Als Donald Trump seine Anhänger zu Protesten aufruft, werden bei vielen Erinnerungen an den 6. Januar 2021 wach. Vor der immer wahrscheinlicheren Anklage gegen den ehemaligen US-Präsidenten scheinen auch Ausschreitungen möglich. Die Stadt New York schmiedet Notfallpläne.
Vor einer möglichen Anklageerhebung gegen den früheren US-Präsidenten
"Wir beobachten die Kommentare in den sozialen Medien", sagte der New Yorker Bürgermeister Eric Adams. Die New Yorker Polizei sorge dafür, dass es keine "unangemessenen Handlungen" in der Stadt gebe, sagte Adams. Er sei "zuversichtlich", dass diese dazu in der Lage sei.
An einer Protestaktion in Manhattan nahmen am Montagabend 30 junge Anhänger des Ex-Präsidenten teil. Trump hatte seine Anhänger wegen seiner angeblich am Dienstag bevorstehenden Festnahme aufgrund einer Schweigegeldzahlung an eine Pornodarstellerin am Wochenende zu Protesten aufgerufen. "Protestiert, holt Euch unsere Nation zurück!", schrieb Trump am Samstag auf der Onlineplattform Truth Social.
Polizei und Stadt New York arbeiten Notfallpläne aus
Der "New York Times" zufolge trafen sich am Sonntag mehr als ein Dutzend ranghohe Polizeivertreter mit Vertretern der Stadt, um über Sicherheit und Notfallpläne im Falle von Protesten zu beraten.
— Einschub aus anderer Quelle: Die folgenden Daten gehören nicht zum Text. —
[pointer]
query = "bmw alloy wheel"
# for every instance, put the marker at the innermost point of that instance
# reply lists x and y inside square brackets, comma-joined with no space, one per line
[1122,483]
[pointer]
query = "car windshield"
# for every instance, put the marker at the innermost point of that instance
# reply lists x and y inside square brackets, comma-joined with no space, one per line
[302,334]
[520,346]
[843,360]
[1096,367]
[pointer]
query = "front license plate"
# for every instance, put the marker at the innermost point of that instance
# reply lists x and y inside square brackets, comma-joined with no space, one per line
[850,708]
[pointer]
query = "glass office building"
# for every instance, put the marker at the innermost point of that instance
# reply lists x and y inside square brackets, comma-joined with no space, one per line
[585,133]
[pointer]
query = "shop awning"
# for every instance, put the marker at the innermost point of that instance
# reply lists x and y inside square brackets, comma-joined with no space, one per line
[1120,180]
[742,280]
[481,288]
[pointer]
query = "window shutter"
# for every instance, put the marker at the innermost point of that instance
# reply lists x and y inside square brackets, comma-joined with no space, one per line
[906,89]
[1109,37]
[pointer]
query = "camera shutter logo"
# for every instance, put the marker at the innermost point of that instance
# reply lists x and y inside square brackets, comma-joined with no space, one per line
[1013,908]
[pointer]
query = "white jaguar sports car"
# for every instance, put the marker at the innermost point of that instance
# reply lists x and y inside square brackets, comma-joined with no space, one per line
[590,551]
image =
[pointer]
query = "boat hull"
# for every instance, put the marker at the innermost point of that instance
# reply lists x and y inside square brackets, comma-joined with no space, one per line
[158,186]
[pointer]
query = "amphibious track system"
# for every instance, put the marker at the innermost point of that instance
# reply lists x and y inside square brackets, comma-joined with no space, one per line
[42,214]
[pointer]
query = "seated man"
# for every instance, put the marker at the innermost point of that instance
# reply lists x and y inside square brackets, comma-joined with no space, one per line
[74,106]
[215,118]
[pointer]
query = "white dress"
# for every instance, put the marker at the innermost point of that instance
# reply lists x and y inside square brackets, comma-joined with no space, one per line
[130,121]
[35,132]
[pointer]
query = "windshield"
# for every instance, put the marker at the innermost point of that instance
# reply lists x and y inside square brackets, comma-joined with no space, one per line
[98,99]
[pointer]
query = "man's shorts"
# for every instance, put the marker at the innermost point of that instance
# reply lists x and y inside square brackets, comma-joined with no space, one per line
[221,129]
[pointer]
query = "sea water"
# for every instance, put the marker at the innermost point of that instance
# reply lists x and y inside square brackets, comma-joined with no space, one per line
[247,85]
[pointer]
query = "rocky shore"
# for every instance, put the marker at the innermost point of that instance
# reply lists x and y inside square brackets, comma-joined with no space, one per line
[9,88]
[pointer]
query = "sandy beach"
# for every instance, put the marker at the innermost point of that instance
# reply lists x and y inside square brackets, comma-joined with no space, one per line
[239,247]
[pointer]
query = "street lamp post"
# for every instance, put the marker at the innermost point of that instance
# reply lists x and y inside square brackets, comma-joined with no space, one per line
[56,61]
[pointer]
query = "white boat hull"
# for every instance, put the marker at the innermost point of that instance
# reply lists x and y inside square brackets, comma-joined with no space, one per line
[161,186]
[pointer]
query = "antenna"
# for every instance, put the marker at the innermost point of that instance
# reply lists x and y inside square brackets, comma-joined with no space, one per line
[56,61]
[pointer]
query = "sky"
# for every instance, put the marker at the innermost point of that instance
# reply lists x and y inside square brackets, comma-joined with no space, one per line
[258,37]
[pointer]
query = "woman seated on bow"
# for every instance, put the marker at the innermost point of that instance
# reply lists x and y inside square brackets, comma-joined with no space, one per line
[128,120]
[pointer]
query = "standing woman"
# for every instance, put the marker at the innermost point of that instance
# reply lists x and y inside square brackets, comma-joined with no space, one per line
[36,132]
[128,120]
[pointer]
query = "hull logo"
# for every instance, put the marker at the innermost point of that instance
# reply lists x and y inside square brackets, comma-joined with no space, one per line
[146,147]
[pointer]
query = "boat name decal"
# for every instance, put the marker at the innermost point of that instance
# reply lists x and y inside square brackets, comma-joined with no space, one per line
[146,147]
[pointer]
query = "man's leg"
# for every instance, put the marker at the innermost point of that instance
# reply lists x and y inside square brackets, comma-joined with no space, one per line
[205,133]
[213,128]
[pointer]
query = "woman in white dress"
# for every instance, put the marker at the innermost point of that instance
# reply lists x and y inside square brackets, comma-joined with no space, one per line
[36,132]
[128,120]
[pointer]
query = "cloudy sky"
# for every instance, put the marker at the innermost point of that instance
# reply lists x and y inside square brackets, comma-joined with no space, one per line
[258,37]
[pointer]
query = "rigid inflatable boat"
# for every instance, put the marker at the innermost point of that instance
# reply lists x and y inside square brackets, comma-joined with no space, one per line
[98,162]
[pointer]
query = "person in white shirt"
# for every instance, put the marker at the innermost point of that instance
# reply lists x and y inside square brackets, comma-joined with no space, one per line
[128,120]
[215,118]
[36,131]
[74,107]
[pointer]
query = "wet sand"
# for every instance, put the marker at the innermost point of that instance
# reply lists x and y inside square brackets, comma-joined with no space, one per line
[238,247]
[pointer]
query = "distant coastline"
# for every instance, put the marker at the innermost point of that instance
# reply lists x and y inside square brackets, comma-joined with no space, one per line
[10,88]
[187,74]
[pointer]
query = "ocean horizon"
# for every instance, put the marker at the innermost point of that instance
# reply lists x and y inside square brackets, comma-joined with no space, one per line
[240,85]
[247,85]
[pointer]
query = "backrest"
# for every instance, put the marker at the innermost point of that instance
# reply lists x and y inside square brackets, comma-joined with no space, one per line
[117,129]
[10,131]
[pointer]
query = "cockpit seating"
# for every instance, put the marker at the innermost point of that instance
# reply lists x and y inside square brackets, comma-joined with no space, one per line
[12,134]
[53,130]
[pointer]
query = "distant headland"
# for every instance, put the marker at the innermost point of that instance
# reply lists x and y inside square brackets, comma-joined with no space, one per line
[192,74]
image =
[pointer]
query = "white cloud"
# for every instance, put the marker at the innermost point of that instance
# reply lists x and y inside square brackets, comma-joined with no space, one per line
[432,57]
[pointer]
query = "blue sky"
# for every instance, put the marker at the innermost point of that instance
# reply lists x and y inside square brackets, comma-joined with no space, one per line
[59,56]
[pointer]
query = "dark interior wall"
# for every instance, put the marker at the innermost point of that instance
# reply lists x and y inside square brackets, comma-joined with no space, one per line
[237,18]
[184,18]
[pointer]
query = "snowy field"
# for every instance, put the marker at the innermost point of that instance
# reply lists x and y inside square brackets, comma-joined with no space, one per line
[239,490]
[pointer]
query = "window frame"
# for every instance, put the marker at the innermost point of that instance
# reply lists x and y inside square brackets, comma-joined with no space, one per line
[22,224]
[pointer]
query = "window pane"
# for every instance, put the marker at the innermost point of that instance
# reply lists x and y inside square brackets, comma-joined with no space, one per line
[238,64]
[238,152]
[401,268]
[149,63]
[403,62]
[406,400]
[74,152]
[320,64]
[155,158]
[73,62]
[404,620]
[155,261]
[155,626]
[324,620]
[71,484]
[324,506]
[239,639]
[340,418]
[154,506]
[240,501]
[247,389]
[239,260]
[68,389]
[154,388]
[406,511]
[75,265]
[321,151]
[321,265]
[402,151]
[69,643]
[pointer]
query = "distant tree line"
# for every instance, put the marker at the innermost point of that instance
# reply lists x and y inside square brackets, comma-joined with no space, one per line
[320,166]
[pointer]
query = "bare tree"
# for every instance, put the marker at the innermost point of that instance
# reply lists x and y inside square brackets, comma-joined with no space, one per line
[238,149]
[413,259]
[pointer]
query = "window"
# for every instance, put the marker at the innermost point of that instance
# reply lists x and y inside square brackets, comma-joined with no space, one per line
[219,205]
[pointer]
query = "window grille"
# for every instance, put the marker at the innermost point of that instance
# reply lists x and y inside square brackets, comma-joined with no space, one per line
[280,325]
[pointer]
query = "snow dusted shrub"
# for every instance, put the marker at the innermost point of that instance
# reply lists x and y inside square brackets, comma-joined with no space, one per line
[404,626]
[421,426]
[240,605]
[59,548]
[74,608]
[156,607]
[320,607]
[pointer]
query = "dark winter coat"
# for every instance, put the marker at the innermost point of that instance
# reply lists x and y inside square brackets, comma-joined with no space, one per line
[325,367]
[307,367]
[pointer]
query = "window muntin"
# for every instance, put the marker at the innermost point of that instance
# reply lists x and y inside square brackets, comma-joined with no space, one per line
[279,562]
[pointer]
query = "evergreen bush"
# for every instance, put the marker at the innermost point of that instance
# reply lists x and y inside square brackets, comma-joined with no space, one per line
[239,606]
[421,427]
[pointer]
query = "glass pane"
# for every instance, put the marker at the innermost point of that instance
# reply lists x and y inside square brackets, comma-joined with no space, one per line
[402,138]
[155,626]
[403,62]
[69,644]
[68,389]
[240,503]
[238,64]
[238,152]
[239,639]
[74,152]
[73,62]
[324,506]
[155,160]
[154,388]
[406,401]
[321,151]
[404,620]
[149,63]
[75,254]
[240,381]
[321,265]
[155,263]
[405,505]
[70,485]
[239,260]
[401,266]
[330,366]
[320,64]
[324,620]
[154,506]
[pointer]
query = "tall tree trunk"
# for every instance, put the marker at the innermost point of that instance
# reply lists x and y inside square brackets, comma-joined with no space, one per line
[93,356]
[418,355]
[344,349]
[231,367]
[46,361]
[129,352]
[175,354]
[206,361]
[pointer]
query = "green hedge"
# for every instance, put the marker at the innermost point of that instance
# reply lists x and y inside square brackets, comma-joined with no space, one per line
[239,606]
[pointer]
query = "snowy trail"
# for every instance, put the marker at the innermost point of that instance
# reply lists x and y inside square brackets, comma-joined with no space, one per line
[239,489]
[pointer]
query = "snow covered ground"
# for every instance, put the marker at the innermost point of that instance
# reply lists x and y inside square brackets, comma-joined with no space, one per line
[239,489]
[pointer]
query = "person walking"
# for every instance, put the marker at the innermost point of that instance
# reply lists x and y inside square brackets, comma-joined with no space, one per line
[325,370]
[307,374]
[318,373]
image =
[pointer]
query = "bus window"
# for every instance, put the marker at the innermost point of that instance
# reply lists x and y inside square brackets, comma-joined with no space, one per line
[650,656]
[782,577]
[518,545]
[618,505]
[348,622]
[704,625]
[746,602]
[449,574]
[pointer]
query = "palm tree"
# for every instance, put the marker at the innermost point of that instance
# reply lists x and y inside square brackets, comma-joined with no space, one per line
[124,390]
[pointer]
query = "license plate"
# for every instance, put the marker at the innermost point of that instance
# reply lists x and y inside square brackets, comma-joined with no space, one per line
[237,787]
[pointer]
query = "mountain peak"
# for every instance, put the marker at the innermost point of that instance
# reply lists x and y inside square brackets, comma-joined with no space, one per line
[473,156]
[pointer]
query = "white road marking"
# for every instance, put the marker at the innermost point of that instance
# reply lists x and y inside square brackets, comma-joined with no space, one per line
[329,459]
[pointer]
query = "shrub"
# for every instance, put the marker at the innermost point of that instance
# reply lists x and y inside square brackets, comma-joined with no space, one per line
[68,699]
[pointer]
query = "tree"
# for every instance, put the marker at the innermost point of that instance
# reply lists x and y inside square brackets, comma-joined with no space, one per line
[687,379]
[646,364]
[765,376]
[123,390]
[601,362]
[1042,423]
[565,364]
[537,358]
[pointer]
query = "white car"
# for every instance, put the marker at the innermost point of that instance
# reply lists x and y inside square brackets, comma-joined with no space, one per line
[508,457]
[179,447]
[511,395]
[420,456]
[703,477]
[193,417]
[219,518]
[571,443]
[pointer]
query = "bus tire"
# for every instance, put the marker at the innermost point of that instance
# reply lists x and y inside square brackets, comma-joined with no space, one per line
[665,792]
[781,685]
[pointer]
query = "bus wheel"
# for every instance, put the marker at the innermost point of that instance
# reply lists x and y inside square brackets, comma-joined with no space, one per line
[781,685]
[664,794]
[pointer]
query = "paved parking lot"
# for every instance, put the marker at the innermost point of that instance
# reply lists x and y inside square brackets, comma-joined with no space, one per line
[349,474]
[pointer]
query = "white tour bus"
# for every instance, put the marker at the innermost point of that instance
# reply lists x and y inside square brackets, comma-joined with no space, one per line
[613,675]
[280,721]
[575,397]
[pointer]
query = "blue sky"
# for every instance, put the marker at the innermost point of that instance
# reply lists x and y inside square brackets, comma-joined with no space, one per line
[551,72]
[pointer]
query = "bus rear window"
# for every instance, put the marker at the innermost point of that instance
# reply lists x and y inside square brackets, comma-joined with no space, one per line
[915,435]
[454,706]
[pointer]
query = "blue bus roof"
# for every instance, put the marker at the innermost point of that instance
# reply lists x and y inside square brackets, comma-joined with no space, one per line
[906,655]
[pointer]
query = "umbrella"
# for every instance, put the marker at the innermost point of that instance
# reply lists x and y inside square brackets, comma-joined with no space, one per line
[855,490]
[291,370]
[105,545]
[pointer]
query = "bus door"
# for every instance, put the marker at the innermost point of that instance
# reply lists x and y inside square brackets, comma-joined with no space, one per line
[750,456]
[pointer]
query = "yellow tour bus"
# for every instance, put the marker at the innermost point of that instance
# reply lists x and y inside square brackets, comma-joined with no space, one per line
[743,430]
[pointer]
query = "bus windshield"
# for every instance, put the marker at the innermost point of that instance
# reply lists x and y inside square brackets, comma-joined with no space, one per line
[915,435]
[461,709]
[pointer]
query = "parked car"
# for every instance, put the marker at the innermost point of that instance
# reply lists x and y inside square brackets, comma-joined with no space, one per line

NBC News berichtete, Polizei und andere Sicherheitsbehörden hätten die Sicherheitslage erörtert und einen Sicherheitsbereich rund um das Gericht in Manhattan errichtet, in dem Trump möglicherweise vor einem Richter erscheinen könnte.
Führende Demokraten warnten davor, dass Trumps Aufrufe erneut zu Gewaltausbrüchen seiner Anhänger führen könnten - wie beim Sturm auf das US-Kapitol im Januar 2021. In Online-Netzwerken, vor allem in einer Gruppe mit dem Namen "The Donald", riefen einige Unterstützer zu einem "landesweiten Streik" und einem "Bürgerkrieg 2.0" auf, um Trump zu beschützen und gegen eine Festnahme zu protestieren.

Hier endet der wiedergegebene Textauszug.